The article is a response to questions on avian flu from a number of ASSE’s 30,000 occupational safety, health and environmental practitioners. The Healthcare Practice Specialty notes that a pandemic is a global disease outbreak, and an influenza pandemic occurs when a new influenza A virus emerges for which there is little or no immunity in the human population and spreads easily from person-to-person worldwide.
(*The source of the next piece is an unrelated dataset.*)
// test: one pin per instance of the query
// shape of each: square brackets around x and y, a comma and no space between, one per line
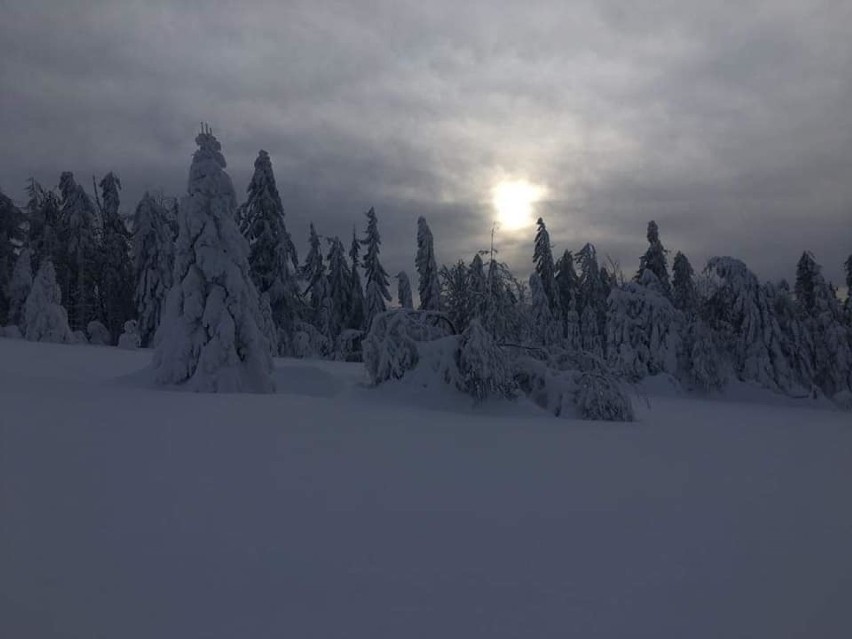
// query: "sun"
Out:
[514,201]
“In the past, flu pandemics have led to thousands of deaths in the U.S.,” ASSE President Jack H. Dobson, Jr., CSP, said. “This information could help in controlling the spread of a possible flu outbreak.”

Recently, a virulent strain of the bird/avian flu, also known as H5N1, spread from Asia to Europe. The virus can infect humans as well as birds and can cause serious disease and death.

From a workplace standpoint, says ASSE, avian flu may be more threatening to employees of poultry farms, other farm workers and animal handlers. The avian flu can be transmitted in many ways. The World Health Organization (WHO) notes “In an agricultural setting, animal manure containing influenza virus can contaminate dust and soil, causing infection when the contaminated dust is inhaled. Contaminated farm equipment, feed, cages or shoes can carry the virus from farm to farm. The virus can also be carried on the bodies and feet of animals, such as rodents. The virus can survive, at cool temperatures, in contaminated manure for at least three months.”

Dobson notes there are ways the infection can be controlled on farms including the quarantining of infected farms and destruction of infected or potentially exposed flocks. However, avian influenza viruses are readily transmitted from farm to farm by mechanical means, such as by contaminated equipment, vehicles, feed, cages, shoes, and clothing.